Thanks for making it so very clear what harmful cult “spirituality” looks like, Christine. Sadly, much of Christianity IS a cult—at least the conservative denominations. May all of your readers escape it and find genuine inner freedom.
Oh that's so true about the blaspheming the holy spirit thing!! That was always a mysterious verse (given that it doesn't explain itself), but the general takeaway seemed to be doubting God or turning your back on him, which really just meant doubting the church's teachings on God... great control tactic!!
Me too - releasing belief about hell was terrifying but then so very freeing. Hard to make any more progress without letting go of hell, or at least for me, not having such a narrow view of hell -- not having to believe that everyone who believed different than me was destined for hell. Ugh, such a self-serving, egotistical belief system - but when you're in it, it seems so right!
“… when you're in it, it seems so right!” So true, Christine. It seems logical and loving on the surface. But I kept asking myself, “If this is the true faith, why do I often feel so miserable, and why are there so many contradictions, like an all-loving god sending decent innocent people to hell?” That became my way out. (Waiting for a lightning bolt now— lol!)

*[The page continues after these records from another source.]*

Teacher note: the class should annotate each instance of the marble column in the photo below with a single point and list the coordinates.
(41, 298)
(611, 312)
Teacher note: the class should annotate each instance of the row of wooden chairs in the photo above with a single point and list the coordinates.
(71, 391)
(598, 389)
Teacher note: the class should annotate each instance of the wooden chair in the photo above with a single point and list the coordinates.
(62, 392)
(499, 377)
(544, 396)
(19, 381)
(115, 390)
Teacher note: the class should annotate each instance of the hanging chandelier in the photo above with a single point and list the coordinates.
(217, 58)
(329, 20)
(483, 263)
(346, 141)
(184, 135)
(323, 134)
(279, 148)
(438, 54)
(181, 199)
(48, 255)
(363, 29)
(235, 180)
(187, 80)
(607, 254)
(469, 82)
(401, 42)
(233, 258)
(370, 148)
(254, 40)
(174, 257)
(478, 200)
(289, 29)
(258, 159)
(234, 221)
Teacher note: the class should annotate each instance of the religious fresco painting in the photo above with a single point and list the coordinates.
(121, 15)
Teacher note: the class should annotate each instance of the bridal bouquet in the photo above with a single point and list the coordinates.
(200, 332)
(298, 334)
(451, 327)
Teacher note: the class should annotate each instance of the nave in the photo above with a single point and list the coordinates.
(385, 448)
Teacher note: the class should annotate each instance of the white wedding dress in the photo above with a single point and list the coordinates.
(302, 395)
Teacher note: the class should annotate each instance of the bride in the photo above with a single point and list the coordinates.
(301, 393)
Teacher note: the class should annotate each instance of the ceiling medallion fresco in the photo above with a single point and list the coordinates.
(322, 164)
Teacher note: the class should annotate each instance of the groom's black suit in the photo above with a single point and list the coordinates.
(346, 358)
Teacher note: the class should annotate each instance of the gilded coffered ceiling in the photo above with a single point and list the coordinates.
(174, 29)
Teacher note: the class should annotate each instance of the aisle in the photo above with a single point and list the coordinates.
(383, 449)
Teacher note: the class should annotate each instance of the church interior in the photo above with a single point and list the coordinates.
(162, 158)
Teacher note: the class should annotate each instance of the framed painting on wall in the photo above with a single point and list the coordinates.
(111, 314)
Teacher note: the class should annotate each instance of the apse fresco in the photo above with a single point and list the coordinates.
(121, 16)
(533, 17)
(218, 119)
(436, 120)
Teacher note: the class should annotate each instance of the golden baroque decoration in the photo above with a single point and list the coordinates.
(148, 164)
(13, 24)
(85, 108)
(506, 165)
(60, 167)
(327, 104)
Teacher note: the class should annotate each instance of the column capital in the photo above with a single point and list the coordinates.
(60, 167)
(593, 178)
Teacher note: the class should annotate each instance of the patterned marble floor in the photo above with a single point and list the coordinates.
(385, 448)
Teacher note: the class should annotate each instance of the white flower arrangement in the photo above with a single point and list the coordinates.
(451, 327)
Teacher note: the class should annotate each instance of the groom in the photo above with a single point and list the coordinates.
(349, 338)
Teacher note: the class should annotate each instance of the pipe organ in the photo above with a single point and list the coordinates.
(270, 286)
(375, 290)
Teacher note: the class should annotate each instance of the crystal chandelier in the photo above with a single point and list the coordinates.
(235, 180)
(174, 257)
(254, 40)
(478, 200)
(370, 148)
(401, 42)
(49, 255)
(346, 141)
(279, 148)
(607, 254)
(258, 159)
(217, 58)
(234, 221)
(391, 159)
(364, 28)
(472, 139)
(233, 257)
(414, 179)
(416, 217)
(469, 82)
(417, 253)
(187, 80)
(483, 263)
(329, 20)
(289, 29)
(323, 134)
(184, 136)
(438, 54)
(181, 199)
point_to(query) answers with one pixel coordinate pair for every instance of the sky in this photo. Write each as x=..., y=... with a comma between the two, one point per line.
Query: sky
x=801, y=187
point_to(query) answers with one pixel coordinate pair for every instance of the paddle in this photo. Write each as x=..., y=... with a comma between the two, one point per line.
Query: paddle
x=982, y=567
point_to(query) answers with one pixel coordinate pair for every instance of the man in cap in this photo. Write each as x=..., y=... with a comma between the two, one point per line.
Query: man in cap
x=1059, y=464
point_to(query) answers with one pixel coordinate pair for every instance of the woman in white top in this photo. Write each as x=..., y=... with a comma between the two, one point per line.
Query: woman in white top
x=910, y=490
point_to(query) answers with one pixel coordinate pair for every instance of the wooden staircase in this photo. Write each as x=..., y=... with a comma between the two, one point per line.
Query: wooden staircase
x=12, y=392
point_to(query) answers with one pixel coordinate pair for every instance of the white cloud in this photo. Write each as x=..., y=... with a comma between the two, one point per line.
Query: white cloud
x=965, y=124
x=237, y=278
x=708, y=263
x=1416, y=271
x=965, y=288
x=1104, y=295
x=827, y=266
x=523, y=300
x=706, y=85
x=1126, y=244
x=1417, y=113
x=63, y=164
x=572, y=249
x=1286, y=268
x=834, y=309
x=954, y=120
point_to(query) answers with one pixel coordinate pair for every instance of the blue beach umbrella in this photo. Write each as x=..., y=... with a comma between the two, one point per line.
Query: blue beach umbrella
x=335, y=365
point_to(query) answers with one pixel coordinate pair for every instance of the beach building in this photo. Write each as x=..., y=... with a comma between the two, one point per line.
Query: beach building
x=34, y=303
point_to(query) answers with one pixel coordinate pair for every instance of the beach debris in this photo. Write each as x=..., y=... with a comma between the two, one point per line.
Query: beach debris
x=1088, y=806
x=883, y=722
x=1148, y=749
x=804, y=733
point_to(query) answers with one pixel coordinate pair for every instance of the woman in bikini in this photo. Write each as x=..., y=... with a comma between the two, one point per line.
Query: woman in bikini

The doctrine of hell is the single thing that has given me the most anxiety and conflict about questioning "orthodox" Christian beliefs for the last several months. I want to move into that genuine, free spirituality that you mentioned but I feel like this is the wall standing in my way. Seems like you're way ahead of me and gotten past it, while I'm right in the middle of the turmoil. Would you (Chuck or Christine) happen to have any resources that you recommend to help think through the topic?
I have lots of thoughts! And also, that's a really hard / anxious place to be in, and I remember it very very well (also this foreboding sense that I was going to make God so mad by doubting what I'd always been told was The Truth).
One of my earliest hints of something else besides hell came in the form of CS Lewis' The Great Divorce, and the line about hell that it's something we lock ourselves into, not that God locks us into. (Like if you would only choose to open the door, you could get out). Then Rob Bell's Love Wins (for me this was happening late 00s and early 10s, so the book was pretty new back then). But I still think it's a good resource -- he doesn't cite anything but he actually does get a lot of his thinking from many, many theologians who have gone before him. I also was surprised when I learned that Origen, renowned church father from around 200 CE, was something of a universalist. Then I began to slowly learn how our conceptions of hell was something that really came about strongly in the last several centuries. Oh and that Dante's Inferno played a heavy role in how we conceptualize hell today. Once you start digging into the topic outside of an evangelical research framework, you'd be amazed what you find!
Thank you so much! I read The Great Divorce in high school, and I remember it standing out to me as a lifelong Narnia fan, since there are also some different ideas of who gets into heaven in The Last Battle. I should read it again. And oh yeah, Rob Bell! He was branded as a heretic by all my pastors of course, but I never actually read Love Wins for myself. I also really need to check out Origen too. Thanks for the recommendations!